TheNewGateでは、社員のみんなから自慢の一枚を募る「フォトコンテスト」を定期的に開催しています。第4回のテーマは 「全国からお届け!〜みんなのホットスポット〜」。全37作品の頂点、最も票を集めて最優秀賞に輝いたのは・・・福岡branchの「ぬまさん」です!
テーマは"ホットスポット"でありながら、選ばれた一枚は、思わず息を止めてしまうような、"クール"で静かな光景でした。
受賞された撮影者に話を伺うと、そこには「離れて暮らしているからこそ、伝えたい」という、地元・岩手への大きな愛がありました。
岩手には、素敵な景色や写真映えもばっちりな海鮮グルメ、そしてあの有名なアニメの聖地も・・・!?
読み終わる頃には、岩手に旅してみたいときっと思うはずです。
岩手の魅力がギュッと詰まっていますので、ぜひ最後までお付き合いください!
ー 最優秀賞、本当におめでとうございます!知らせを受け取ったとき、どんな気持ちでしたか?
ありがとうございます!ちょうどお休みの日で、買い物中にSlackの通知を見たんですが、「最優秀賞」っていう文字が目に入って、その場で数秒固まっちゃいました。
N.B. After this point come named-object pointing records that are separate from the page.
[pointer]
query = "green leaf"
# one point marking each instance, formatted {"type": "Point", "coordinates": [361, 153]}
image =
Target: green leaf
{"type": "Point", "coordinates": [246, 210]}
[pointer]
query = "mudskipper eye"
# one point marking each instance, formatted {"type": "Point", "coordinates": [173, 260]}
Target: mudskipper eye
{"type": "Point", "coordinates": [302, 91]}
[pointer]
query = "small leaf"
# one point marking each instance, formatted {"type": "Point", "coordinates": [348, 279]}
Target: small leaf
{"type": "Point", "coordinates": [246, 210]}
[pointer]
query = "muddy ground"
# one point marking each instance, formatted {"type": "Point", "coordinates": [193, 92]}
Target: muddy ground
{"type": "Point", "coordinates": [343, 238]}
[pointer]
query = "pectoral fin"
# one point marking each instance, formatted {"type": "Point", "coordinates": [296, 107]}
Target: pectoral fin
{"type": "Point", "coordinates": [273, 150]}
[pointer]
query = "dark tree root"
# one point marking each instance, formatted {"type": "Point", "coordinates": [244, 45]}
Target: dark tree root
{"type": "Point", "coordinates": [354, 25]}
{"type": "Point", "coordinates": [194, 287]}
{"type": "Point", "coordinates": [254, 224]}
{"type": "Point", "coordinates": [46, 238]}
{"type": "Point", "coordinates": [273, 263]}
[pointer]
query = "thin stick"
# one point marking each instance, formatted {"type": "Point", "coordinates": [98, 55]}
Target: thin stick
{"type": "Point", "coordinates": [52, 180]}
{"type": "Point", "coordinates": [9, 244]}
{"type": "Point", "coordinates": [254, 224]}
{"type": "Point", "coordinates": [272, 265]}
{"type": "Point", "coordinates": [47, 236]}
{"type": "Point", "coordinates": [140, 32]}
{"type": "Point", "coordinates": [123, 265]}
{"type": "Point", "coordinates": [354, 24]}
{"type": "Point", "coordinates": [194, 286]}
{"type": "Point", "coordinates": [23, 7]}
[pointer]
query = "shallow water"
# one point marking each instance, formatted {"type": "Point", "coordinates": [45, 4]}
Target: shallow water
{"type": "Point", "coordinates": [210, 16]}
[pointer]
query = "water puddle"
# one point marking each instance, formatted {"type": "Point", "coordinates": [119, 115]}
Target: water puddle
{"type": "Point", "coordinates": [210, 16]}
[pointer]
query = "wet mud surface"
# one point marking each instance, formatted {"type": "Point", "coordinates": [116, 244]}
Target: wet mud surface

嬉しいけど、どうしよう・・・って!
投票の画面を見たときに「こんなにたくさん応募があるんだ」と知りました。皆さんの写真もどれも素敵だったので、まさか自分が一番上の賞をいただけるとは思っていなくて、目が飛び出るくらい驚きました。
ー そもそも、フォトコンに応募しようと思ったきっかけは?
今回のテーマが「全国からお届け!〜みんなのホットスポット〜」だったので、私の地元に興味を持ってもらえる写真を見てほしいと思って応募しました。
ー 受賞作、どこで撮った一枚なんですか?
岩手県の龍泉洞(りゅうせんどう)という鍾乳洞で、スマホで撮った写真なんです。
私は今、縁あって福岡で暮らしながらTheNewGateで働いているんですが、元々は岩手県の宮古という沿岸部の生まれです。撮ったのは2年ほど前、祖母が体調を崩したので様子を見に帰省したときでした。「家にいるだけじゃつまらないから、昔行ったけど最近は行っていない観光地にでも行ってみようよ」と母に誘われて、久しぶりに龍泉洞へ行ったんです。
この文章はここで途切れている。